Et de nouveau quelque chose semblait ne pas aller dans ses prévisions. Il sentait que si seulement il pouvait secouer la tête ou fléchir ses membres, la chose lui deviendrait claire. Mais il était pris. Il toucha son couteau de tranchée, le fit glisser hors de sa gaine. Le manche lui parut mal commode dans sa main, étranger ; bien qu'il se fût servi de son couteau des centaines de fois pour ouvrir des boîtes de conserves ou pour tailler toutes sortes d'objets, il ne savait pas comment le tenir dans ce moment. Un rayon de lune se réfléchissait sur la lame et il la recouvrit de son avant-bras, ses yeux écarquillés de terreur ne quittant pas l'homme à la mitrailleuse. Il se faisait l'effet de le connaître de longue date ; ses gestes, lents et paresseux, retraçaient un chemin familier dans l'esprit de Martinez — un sourire tordit sa bouche quand le Japonais se mit à se triturer le nez, un sourire dont il ne se rendit même pas compte si ce n'est que les muscles de ses joues lui firent mal.

« Toi le tuer », se commanda-t-il. Mais il ne bougeait pas ; il restait couché à plat ventre avec son couteau caché sous son bras, le sol humide de la piste aspirant la chaleur de son corps. Il se sentait alternativement fiévreux et transi. De nouveau tout lui devint irréel — comme les choses terrifiantes qu'il voyait parfois dans ses cauchemars. Tout cela n'était qu'illusion, et une fois de plus il songea à faire demi-tour. Lentement -— il lui fallut plus d'une minute pour le faire — il se mit à quatre pattes, ramena un pied sous lui, se balançant sur place comme une pièce de monnaie qui vacille sur son champ, incertain s'il devait attaquer ou battre en retraite. Puis il devint conscient du couteau dans sa main.

« Méfiez-vous d'un sacré Mex armé d'un couteau. »

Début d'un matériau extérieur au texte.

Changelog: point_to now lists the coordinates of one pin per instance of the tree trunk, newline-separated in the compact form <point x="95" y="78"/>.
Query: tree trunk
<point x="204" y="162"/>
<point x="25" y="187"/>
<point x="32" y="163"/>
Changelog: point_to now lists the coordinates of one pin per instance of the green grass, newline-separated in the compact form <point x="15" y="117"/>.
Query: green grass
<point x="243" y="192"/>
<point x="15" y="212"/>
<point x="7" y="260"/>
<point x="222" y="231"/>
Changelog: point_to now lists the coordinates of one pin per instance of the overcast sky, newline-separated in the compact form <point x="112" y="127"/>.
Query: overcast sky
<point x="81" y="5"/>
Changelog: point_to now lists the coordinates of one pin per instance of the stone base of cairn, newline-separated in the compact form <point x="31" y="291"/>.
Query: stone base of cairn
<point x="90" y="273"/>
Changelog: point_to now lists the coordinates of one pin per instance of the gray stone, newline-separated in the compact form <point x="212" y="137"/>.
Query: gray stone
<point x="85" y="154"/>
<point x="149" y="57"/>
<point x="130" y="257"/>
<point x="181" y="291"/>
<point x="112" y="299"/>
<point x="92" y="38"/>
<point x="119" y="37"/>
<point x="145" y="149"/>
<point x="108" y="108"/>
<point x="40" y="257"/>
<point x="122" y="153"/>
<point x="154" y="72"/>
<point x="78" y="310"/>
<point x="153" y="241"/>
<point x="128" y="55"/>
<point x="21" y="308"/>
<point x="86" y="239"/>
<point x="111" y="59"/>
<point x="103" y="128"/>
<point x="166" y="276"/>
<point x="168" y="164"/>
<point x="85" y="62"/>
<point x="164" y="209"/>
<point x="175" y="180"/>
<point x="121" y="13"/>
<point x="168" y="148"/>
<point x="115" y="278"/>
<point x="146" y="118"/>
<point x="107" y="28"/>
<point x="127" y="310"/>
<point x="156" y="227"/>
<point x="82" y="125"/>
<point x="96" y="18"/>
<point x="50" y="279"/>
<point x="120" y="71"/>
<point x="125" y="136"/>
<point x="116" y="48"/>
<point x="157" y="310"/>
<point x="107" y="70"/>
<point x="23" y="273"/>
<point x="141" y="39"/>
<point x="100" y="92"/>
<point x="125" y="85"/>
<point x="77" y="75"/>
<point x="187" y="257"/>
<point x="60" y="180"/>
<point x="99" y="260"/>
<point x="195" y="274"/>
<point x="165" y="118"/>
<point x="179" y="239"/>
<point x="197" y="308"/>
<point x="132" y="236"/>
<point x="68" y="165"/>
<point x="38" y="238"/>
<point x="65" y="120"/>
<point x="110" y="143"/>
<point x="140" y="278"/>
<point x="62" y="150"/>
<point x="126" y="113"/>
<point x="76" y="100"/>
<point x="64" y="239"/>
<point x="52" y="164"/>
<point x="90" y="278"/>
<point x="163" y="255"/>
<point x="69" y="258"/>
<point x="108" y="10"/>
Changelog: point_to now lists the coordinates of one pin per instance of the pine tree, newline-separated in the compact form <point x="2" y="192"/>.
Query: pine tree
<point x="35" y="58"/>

La phrase — fragment d'une conversation surprise entre deux Texiens et longtemps demeurée enfouie dans son subconscient — résonna dans sa tête et le piqua au vif, « Nom de Dieu mensonge », pensa-t-il. Mais, déjà l'idée de ce qu'il devait faire reprenait le dessus. Il avala avec effort. Jamais encore il ne s'était senti si gourd. Son couteau lui inspirait une sorte d'amertume étourdissante, d'effroi paralysant, et la lueur de la lune le mettait au supplice. Il chercha des yeux un caillou, en trouva un, et avant même d'avoir pris sa décision il envoya la pierre de l'autre côté dp la mitrailleuse.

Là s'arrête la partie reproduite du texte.